Celebrating Diversity and Inclusivity

During LGBTQIA+ Health Awareness Week and beyond, we want to take time to celebrate the resilience, strength, and diversity of the LGBTQIA+ community. It’s important to uplift the LGBTQIA+ voices, share stories of triumph and perseverance.By celebrating diversity and inclusivity, we can foster a greater acceptance and understanding within society and healthcare.It is also important to hear the stories and needs of the LGBTQIA+ community and continue to make affirmative changes in policies, procedures, accessibility, and education to the healthcare system. 

Affirmative Care and Advocacy 

Despite strides towards inclusivity, discrimination and barriers to equitable healthcare persist for the LGBTQIA+ community. Acknowledging these disparities is just a first step in creating a more accessible and welcome space. Affirmative care and advocacy are needed to create a long-lasting supportive environment. 

People advocating for LGBTQIA+ healthcare rights play a crucial role in raising awareness about the unique healthcare challenges faced by the community. This may include promoting inclusive policies, training healthcare professionals on LGBTQIA+ affirming practices, and lobbying for comprehensive healthcare systematically, including but not limited to; hormone therapy, gender-affirming surgeries, mental health support, and sexual health prevention and treatment.
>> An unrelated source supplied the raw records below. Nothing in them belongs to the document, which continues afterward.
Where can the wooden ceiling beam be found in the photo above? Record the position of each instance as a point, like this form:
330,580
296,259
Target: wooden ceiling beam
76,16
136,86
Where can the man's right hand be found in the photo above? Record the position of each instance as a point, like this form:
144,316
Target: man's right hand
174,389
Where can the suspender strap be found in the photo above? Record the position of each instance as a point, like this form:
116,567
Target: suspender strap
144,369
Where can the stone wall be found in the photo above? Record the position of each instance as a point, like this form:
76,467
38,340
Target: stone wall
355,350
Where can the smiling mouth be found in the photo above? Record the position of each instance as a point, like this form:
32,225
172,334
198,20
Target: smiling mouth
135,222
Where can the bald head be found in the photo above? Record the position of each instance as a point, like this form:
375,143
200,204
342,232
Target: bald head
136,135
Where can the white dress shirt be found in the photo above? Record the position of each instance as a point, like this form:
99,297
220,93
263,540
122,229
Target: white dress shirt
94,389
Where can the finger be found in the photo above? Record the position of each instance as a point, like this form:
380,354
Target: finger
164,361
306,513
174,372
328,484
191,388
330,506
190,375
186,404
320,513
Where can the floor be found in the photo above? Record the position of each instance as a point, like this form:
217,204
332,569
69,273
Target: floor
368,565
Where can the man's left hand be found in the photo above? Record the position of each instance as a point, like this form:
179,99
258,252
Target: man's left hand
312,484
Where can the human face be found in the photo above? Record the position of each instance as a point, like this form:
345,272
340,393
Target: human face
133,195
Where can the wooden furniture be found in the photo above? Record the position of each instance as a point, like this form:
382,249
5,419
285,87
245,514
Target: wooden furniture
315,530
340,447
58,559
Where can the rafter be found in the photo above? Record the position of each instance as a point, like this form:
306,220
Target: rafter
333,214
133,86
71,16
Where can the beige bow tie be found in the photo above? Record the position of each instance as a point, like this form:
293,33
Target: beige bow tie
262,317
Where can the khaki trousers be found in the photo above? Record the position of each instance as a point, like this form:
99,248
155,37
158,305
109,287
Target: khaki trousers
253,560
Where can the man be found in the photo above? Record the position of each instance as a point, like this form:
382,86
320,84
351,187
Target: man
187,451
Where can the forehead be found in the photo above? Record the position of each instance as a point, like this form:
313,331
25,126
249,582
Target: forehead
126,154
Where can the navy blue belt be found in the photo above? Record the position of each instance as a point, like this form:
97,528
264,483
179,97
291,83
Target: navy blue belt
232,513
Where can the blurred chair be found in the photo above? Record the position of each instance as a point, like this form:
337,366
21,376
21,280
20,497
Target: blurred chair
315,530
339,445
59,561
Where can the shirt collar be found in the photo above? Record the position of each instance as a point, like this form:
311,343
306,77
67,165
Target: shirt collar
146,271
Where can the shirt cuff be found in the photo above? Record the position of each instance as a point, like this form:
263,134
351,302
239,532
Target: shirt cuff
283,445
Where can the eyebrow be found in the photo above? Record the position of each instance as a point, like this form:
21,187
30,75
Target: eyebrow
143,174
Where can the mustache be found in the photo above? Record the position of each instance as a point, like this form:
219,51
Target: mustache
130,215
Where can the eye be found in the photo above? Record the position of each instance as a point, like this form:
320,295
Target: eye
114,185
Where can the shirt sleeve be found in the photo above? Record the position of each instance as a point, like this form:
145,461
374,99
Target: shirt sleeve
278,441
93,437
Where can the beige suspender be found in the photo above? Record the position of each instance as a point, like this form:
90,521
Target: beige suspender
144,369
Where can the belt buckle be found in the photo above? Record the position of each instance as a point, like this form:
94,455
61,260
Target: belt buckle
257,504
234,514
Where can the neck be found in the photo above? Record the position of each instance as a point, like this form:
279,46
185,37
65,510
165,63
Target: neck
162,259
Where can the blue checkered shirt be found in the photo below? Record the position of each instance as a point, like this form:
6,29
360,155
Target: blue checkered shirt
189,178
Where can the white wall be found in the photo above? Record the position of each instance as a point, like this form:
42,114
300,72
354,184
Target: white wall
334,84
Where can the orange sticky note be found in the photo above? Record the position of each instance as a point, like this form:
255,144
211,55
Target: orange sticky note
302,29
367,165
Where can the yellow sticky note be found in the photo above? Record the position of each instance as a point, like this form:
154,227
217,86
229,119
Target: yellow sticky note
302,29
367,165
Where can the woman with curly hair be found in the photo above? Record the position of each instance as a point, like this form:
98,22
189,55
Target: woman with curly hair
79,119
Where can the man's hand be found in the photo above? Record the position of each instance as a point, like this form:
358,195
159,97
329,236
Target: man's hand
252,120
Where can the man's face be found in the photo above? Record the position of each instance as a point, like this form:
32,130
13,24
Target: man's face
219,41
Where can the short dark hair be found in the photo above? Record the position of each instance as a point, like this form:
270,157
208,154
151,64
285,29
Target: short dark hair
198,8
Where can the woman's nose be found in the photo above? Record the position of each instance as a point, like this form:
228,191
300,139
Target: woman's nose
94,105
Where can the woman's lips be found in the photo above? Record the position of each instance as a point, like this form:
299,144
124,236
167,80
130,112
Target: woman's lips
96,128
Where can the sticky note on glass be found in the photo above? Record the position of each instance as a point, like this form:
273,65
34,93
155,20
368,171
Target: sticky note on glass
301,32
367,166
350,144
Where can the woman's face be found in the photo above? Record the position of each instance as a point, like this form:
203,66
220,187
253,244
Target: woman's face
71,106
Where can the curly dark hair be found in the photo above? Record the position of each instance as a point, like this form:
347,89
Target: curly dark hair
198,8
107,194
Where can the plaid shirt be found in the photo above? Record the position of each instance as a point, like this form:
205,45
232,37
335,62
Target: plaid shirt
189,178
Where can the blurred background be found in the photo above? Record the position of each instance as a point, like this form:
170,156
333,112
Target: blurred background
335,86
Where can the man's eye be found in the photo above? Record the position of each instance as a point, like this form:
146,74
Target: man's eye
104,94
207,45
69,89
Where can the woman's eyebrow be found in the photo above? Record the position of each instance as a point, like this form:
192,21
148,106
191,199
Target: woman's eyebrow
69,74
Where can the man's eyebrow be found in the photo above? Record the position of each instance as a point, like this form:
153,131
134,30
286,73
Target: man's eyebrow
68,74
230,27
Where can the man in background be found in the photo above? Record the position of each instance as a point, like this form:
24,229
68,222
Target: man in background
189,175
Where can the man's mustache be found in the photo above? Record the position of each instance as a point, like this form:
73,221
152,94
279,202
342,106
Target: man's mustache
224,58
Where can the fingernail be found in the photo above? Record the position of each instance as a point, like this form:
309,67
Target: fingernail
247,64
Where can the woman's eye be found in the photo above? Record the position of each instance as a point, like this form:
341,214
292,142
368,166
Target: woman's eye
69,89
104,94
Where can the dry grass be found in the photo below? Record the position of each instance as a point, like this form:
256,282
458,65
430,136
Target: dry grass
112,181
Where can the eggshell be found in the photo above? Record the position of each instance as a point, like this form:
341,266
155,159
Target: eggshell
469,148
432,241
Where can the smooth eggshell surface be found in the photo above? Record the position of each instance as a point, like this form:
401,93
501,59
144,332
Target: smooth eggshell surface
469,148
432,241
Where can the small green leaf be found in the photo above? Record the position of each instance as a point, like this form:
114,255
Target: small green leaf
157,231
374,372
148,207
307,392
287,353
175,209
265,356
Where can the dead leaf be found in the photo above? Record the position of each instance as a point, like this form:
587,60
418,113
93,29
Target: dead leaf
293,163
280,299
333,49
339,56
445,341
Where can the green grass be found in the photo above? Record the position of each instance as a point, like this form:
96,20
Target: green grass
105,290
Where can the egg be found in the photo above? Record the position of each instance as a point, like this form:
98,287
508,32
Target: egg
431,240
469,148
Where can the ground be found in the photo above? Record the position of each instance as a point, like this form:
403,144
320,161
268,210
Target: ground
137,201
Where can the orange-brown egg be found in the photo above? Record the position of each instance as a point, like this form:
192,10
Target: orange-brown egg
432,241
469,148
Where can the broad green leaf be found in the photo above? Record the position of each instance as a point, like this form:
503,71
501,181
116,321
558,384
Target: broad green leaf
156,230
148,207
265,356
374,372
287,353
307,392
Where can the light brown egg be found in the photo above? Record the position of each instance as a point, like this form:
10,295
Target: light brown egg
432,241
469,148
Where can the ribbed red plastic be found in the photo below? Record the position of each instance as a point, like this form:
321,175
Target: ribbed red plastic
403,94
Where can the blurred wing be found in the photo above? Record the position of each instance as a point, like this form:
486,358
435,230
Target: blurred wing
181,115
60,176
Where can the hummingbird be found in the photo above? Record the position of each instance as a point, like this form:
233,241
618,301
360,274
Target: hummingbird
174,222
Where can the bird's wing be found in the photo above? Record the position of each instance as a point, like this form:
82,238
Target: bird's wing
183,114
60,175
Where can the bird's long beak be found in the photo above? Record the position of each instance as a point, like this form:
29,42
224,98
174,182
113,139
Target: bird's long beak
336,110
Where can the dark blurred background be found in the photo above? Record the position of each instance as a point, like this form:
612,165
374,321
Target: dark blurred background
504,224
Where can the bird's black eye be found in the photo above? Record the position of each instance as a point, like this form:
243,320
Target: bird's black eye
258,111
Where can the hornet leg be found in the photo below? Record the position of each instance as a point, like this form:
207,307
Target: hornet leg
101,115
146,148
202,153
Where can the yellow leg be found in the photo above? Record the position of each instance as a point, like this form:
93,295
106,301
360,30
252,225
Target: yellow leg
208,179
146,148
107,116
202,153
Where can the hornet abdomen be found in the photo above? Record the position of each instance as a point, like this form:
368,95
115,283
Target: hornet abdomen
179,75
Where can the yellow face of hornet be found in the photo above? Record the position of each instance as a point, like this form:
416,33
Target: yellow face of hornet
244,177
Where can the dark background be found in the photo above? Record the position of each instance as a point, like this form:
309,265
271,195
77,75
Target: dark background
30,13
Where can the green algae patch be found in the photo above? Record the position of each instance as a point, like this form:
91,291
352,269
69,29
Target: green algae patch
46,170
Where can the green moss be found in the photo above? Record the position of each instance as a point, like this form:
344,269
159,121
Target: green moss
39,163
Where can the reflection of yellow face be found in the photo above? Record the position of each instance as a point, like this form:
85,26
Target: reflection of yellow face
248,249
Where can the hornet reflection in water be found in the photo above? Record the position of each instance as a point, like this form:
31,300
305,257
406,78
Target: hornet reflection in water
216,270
  • National Public Radio, the Robert Wood Johnson Foundation, & The Harvard T.H. Chan School of Public Health. (2017, November). Discrimination in America: Experiences and views of LGBTQ Americans. Retrieved March 2024 from source.
  • National Center for Transgender Equality. (2016). The report of the 2015 U.S. Transgender Survey.
  • National Women’s Law Center. (2014). Health care refusals harm patients: The threat to LGBT people and individuals living with HIV/AIDS. Retrieved from source.
  • Sabin, J. A., Riskind, R. G., & Nosek, B. A. (2015). Health care providers’ implicit and explicit attitudes toward lesbian women and gay men. American Journal of Public Health 105(9), 1831-1841. doi 10.2105/AJPH.2015.302631
  • Substance Abuse and Mental Health Services Adminstration (2022, July 1). 2020 National Survey on Drug Use and Health: Lesbian, Gay, or Bisexual (LGB) Adults. SAMSHA. Retrieved March 17, 2024, from source.